Cette phase de paradormance dure généralement jusqu'à la fin du mois d'octobre. Ensuite, l'arbre entre dans la phase suivante, nommée "dormance". Lors de cette phase, il n'y a plus de croissance du tout. Bien qu'il arrête sa croissance, les mécanismes naturels de l'arbre ne s'arrêtent pas complètement, bien au contraire !

C'est au tour des mécanismes de protection contre le gel de s'enclencher, et ce partout dans la plante : bourgeons, rameaux, tronc et racines. Ils sont influencés par les températures du sol et de l’air et par leurs fluctuations au cours d’une journée d’hiver (souvent négatives le matin mais pouvant atteindre jusqu'à 15°C l’après-midi).

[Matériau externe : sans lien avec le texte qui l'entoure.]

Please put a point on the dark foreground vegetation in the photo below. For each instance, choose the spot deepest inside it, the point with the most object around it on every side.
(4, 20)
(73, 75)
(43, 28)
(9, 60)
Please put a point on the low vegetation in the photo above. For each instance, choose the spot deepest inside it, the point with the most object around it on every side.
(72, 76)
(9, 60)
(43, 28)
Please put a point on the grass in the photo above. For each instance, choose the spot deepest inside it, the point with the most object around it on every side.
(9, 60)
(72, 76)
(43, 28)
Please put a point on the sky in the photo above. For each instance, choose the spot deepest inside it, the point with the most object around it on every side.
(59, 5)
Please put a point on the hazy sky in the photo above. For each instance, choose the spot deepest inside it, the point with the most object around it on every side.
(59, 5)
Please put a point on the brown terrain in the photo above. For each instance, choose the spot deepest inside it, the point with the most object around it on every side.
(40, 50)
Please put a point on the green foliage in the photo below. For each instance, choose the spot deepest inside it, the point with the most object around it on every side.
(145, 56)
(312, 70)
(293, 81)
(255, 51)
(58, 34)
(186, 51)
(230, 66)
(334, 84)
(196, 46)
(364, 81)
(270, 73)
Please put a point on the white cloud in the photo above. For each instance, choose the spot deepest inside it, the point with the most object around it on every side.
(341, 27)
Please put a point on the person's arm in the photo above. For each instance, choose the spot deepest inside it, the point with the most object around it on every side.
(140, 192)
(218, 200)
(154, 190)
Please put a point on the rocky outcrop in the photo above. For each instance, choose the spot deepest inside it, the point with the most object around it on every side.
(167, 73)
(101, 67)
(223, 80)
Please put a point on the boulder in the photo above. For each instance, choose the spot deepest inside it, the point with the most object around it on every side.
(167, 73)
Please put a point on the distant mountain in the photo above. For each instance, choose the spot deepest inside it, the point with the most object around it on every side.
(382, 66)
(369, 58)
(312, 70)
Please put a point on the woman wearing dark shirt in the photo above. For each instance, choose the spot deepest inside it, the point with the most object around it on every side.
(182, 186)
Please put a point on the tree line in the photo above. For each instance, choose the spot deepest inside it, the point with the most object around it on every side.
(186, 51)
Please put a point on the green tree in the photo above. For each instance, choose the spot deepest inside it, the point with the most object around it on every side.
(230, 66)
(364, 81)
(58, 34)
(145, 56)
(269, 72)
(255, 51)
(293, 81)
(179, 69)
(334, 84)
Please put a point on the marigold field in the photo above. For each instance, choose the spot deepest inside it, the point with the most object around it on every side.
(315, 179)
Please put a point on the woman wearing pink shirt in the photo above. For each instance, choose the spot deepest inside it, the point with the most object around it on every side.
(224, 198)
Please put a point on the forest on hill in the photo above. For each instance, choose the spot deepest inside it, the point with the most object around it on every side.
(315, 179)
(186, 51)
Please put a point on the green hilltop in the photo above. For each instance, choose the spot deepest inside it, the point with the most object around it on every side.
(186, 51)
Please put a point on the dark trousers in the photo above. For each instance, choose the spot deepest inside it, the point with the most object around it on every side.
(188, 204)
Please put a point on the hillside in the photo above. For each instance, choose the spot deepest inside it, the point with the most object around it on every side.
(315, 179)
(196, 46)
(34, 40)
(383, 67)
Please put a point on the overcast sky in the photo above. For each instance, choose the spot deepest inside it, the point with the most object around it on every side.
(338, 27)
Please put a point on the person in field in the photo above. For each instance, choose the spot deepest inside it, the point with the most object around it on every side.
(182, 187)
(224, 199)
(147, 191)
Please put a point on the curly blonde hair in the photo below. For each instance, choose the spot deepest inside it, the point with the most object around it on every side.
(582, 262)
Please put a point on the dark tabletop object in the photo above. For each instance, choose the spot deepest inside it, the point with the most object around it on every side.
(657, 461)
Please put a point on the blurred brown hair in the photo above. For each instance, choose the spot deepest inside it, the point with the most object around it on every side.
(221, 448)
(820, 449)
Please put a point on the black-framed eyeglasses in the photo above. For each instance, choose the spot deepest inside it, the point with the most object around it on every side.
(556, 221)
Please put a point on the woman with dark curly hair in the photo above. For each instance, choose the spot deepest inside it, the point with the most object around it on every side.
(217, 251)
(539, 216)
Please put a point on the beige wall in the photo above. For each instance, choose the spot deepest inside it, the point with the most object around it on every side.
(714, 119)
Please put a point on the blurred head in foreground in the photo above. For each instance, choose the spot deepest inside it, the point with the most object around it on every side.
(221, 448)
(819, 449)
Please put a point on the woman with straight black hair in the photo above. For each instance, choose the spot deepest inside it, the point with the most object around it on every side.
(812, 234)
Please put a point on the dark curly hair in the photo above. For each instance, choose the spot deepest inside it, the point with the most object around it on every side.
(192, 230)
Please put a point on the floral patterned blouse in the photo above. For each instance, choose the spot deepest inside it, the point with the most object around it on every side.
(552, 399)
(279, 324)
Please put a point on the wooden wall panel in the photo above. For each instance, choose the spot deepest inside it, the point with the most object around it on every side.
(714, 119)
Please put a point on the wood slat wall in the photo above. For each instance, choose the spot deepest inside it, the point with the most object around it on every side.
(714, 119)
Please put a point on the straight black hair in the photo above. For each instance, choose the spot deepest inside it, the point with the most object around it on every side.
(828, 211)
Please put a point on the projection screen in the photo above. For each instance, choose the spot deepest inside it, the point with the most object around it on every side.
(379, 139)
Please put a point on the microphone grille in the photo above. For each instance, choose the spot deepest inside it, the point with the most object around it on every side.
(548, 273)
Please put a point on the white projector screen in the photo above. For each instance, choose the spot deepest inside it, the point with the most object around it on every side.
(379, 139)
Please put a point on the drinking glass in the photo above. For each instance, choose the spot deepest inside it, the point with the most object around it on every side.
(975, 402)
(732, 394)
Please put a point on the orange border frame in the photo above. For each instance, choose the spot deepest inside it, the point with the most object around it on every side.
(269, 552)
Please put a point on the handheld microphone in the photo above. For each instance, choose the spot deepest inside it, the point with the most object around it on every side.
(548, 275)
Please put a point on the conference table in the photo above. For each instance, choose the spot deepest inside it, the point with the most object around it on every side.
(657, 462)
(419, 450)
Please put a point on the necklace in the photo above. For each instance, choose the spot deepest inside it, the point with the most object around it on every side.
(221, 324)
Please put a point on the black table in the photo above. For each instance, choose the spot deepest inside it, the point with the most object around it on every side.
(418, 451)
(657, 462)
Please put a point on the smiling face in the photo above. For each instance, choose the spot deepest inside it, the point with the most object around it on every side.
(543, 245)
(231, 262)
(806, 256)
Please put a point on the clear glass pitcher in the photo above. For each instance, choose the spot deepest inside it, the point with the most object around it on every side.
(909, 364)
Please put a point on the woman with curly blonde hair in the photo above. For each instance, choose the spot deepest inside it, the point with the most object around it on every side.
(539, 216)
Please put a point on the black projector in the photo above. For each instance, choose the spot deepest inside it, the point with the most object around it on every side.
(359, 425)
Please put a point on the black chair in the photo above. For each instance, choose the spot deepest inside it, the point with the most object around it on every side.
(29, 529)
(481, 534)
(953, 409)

Givre dans les aiguilles d'un pin à crochets du mont Mézenc (Auvergne-Rhône-Alpes). - ©Anthony Rispal/ONF

De ses racines jusqu'aux tissus conducteurs de son tronc et de ses branches, l'arbre travaille pour maintenir les mécanismes biologiques nécessaires à sa survie : la respiration des cellules, la pousse des racines et même, chez ceux qui ont la chance de garder leurs feuilles (pins, sapins, chênes verts...), la photosynthèse ainsi que la transpiration. Le faible ensoleillement et les faibles températures ralentissent tous ces mécanismes, qui demeurent présents durant l'hiver, invisibles mais indispensables.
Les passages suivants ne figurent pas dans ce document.